Gemodus, que así se llama ese personaje entre la historia y la leyenda, queda sacudido por el descubrimiento y decide retirarse del mundo para vivir aquí, orando y haciendo penitencia. Pronto se le unen algunos compañeros, y de nuevo una comunidad religiosa se asienta en este paraje idílico. Con el tiempo, el pequeño monasterio de Rocas recibirá favores y donaciones de varios monarcas y dependerá en unas épocas de San Estevo de Ribas de Sil, y en otras de San Salvador de Celanova.

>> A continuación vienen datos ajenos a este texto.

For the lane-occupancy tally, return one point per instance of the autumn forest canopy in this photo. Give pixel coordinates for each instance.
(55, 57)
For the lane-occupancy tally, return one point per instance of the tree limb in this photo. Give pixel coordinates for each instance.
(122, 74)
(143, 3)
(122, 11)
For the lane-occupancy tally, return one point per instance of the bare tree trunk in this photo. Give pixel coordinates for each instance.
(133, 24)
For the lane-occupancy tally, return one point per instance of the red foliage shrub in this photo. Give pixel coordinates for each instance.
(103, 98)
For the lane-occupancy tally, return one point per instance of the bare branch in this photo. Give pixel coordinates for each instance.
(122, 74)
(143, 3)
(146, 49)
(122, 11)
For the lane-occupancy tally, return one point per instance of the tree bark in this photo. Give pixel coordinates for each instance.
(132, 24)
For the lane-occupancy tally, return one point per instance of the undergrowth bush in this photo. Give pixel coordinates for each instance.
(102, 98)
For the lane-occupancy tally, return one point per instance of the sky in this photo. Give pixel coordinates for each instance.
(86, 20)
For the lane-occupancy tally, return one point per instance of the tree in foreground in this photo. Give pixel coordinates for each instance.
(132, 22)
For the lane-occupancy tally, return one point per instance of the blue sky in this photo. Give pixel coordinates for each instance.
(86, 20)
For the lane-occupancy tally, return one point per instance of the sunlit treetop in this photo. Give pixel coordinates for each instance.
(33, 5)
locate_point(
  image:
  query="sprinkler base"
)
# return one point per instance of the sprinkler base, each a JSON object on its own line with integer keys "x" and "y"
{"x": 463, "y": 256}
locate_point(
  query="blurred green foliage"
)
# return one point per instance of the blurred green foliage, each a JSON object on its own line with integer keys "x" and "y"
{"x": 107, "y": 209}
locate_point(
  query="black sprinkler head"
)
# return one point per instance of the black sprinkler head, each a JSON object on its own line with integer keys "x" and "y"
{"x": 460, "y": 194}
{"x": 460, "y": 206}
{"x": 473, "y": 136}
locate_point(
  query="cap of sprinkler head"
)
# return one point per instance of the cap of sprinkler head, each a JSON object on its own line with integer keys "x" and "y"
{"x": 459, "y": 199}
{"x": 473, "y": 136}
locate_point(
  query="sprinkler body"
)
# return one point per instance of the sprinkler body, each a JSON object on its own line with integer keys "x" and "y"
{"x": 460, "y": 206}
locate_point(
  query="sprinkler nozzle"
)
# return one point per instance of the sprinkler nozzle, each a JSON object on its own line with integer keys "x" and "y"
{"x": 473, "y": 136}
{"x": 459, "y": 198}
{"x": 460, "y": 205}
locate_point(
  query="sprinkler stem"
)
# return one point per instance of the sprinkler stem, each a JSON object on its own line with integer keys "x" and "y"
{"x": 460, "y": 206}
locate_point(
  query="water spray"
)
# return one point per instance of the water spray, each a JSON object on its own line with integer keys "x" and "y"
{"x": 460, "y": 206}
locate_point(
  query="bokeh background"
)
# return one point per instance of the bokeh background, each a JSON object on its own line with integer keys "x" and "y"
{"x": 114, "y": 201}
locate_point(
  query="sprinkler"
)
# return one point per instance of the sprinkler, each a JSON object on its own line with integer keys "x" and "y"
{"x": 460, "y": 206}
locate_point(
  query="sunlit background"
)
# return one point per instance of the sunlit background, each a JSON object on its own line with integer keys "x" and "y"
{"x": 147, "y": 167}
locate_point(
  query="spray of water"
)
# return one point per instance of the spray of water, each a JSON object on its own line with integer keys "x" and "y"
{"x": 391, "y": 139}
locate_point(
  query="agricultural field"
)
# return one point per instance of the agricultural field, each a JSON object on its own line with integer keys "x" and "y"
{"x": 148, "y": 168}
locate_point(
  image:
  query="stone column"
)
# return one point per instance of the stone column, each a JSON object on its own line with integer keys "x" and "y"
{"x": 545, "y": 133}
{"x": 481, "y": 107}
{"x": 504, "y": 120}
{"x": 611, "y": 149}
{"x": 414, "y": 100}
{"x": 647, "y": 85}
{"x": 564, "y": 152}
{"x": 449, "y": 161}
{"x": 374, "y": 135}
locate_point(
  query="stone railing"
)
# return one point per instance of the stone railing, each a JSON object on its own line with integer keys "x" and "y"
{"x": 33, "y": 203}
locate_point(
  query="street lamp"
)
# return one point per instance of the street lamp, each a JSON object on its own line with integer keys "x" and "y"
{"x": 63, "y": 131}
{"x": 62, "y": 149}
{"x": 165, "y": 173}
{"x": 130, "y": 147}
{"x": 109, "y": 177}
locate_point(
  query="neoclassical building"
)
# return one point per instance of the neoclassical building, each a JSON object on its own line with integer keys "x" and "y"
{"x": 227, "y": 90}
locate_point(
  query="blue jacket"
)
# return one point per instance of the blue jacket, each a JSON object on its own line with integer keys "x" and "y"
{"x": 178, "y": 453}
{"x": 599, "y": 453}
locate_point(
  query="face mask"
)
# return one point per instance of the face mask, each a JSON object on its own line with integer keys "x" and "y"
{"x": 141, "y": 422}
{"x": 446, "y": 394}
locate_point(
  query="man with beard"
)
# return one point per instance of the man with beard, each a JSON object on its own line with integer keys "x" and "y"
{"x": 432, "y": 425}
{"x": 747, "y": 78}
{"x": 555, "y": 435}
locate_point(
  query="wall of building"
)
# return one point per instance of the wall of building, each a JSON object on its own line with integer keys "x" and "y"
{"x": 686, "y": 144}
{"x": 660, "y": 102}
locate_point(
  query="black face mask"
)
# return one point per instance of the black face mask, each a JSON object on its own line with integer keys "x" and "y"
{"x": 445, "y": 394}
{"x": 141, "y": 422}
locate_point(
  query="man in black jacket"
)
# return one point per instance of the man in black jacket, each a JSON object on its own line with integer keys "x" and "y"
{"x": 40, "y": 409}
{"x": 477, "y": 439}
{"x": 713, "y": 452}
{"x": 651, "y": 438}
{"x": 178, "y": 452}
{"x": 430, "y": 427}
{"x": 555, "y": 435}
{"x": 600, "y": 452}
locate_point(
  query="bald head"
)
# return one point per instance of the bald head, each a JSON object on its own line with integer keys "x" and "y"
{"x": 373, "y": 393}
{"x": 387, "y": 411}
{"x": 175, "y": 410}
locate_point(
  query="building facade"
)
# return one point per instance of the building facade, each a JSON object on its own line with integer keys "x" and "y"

Aprovechando las viejas cuevas se construye, hacia el siglo XII, una iglesia de tres naves que llega a nuestros días tras mil incendios y calamidades. En una de sus paredes se abre un hueco que quizá alojó el sepulcro del legendario Gemodus, y aparece también una pintura mural insólita por lo que en ella se representa: un mapa del mundo realizado a finales del siglo XII, y que al parecer quería ilustrar la dispersión de los apóstoles en su misión evangelizadora.
El mismo suelo del santuario está surcado por tumbas antropomorfas, y otras más se encuentran en el exterior de la iglesia, en lo que quizá fue el atrio del monasterio medieval. Los desastres borraron el rastro de aquel edificio, y junto a la iglesia se levanta hoy la casa prioral, una construcción del XVII.